Garg: The most impactful trends were the widespread adoption of AI in drug discovery (R&D), manufacturing supply chain and operation efficiency, the rise of personalized medicine, and the shift toward complex, high-value therapies. AI dramatically cuts costs and timelines for identifying new drug candidates by efficiently analyzing vast data, a significant improvement over traditional trial-and-error methods. Personalized medicine, leveraging genetic data to tailor treatments (especially in oncology), gained traction, offering more effective outcomes and transforming R&D strategies to focus on niche, high-value therapies.

How is the sector reimagining supply chains to protect against various global disruptions?

The sector is moving away from purely cost-efficient, just-in-time models toward building resilience through diversification and regionalization. Strategies include multi-regional sourcing to reduce dependence on single-country suppliers (e.g., beyond "China+1") and exploring nearshoring or reshoring manufacturing for critical APIs. Companies are also using advanced data analytics and strategic inventory management to anticipate shortages and minimize the impact of sudden disruptions or new tariffs. I noticed significant investment in expanding US manufacturing footprints, which supplies most of our US sales and positions companies well to mitigate the impact of potential US tariffs and geopolitical trade tensions.

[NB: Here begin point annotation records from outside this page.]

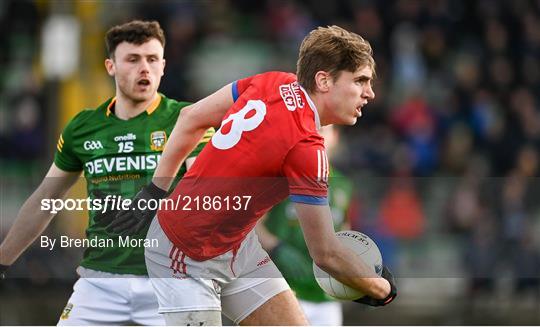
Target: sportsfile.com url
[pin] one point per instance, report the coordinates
(185, 203)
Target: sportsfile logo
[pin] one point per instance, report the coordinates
(92, 145)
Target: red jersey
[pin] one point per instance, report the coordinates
(267, 148)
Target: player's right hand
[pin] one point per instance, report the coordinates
(386, 274)
(138, 216)
(3, 269)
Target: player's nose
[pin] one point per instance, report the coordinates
(368, 92)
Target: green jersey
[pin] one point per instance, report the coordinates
(118, 157)
(283, 223)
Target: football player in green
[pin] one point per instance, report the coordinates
(117, 147)
(281, 235)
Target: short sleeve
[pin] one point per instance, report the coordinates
(306, 168)
(239, 86)
(206, 138)
(65, 157)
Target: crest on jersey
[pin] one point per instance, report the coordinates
(66, 312)
(158, 140)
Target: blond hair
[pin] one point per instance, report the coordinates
(331, 49)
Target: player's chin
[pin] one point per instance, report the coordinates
(350, 120)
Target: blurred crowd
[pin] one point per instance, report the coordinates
(450, 146)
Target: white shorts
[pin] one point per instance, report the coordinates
(101, 298)
(235, 283)
(324, 313)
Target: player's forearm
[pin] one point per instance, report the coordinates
(29, 224)
(343, 265)
(184, 138)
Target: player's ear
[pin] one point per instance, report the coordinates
(323, 81)
(163, 70)
(109, 65)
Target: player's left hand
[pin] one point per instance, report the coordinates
(138, 216)
(386, 274)
(3, 269)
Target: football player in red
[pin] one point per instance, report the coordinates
(267, 148)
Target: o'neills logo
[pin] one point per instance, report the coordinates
(127, 137)
(158, 140)
(291, 95)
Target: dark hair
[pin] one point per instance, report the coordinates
(136, 32)
(331, 49)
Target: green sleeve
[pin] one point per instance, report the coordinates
(65, 157)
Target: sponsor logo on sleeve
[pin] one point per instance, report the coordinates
(158, 140)
(92, 145)
(291, 95)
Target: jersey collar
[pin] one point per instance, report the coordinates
(313, 108)
(151, 108)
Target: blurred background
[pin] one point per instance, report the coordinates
(445, 160)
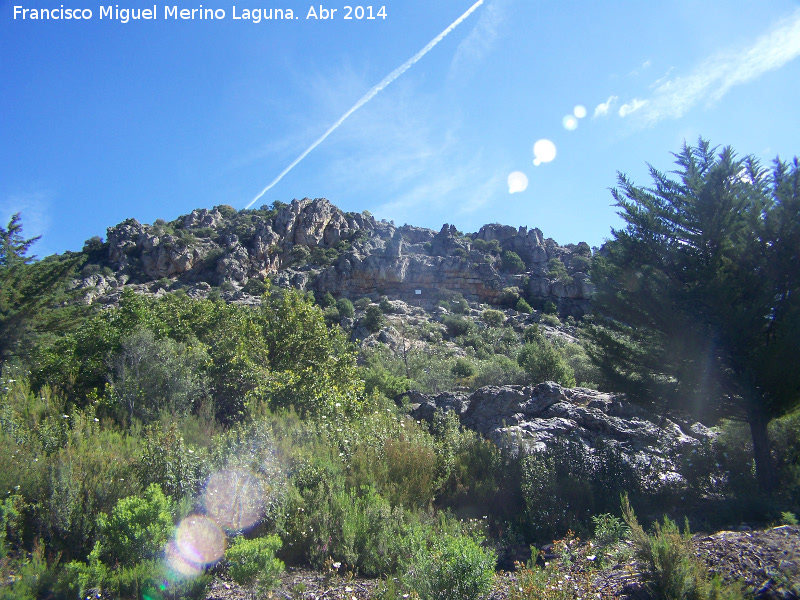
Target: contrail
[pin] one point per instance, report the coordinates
(370, 95)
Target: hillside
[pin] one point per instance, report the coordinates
(302, 401)
(311, 244)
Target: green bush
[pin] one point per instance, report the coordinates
(671, 569)
(452, 568)
(386, 306)
(457, 326)
(32, 578)
(509, 297)
(498, 370)
(608, 529)
(551, 320)
(463, 368)
(168, 462)
(523, 306)
(373, 319)
(557, 271)
(378, 379)
(326, 300)
(543, 362)
(252, 563)
(346, 308)
(511, 262)
(255, 287)
(493, 318)
(138, 527)
(581, 264)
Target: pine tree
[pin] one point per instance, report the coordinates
(27, 288)
(698, 297)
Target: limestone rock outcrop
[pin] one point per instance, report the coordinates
(315, 244)
(533, 417)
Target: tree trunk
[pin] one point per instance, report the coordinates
(765, 471)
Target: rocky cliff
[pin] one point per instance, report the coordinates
(314, 245)
(533, 417)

What roles do AI and digital technologies play in accelerating drug discovery and manufacturing efficiency?

AI and digital technologies accelerate drug discovery by predicting molecular interactions and optimizing clinical trial design, while in manufacturing, they enable predictive maintenance and real-time process monitoring. Unresolved barriers to full adoption include issues with the quality and fragmentation of available data, the "black box" nature and lack of interpretability of some AI models for regulatory approval, and a significant shortage of professionals with combined AI and pharmaceutical domain expertise. Other significant barriers to full adoption include data silos and high upfront implementation costs.

How does the industry plan to maintain competitive advantage as margin pressures intensify?

The industry plans to maintain advantage by strategically focusing on high-barrier-to-entry products, such as complex injectables and biosimilars, and streamlining operations through enhanced R&D efficiency. Companies are also leveraging AI to boost R&D efficiency, enabling faster identification of novel, profitable drug candidates to fill pipelines depleted by patent expirations. Strategic mergers and acquisitions (M&As) are also being used to quickly acquire innovative pipelines and consolidate market share. At Hikma, we are investing significantly in our pipeline of differentiated products (e.g., respiratory and nasal sprays) and leveraging our strong presence in the MENA region to offset price erosion in the US generics market. Strategic M&A also plays a key role in acquiring new capabilities and expanding market share.

What will drive innovation and drug development in 2026?

In 2026, the primary drivers will be the advancement of generative AI for de novo drug design and the use of real-world evidence (RWE) in regulatory submissions. Generative AI will enable the design of more complex molecules faster, while RWE gathered from digital health technologies will streamline clinical trials and help prove product value in real-world settings. This convergence demands that we have robust digital foundations to capture, secure, and analyze this data effectively, a key area of focus for my IT and data teams.

How should drug manufacturers plan for facility, equipment, or other upgrades in 2026?

Drug manufacturers should plan for significant investment in upgrading existing facilities to become "smart factories," incorporating Internet of Things (IoT) sensors, robotics, and advanced automation to achieve Industry 4.0 standards. This includes integrating IoT sensors for real-time monitoring, advanced robotics, and cloud computing infrastructure to handle large data volumes. These upgrades are essential for improving agility, enabling the production of diverse product portfolios (from generics to complex biosimilars), and ensuring the robust data integrity required for enhanced quality control and regulatory compliance. Such investments are critical for long-term competitiveness and resilience against future operational challenges.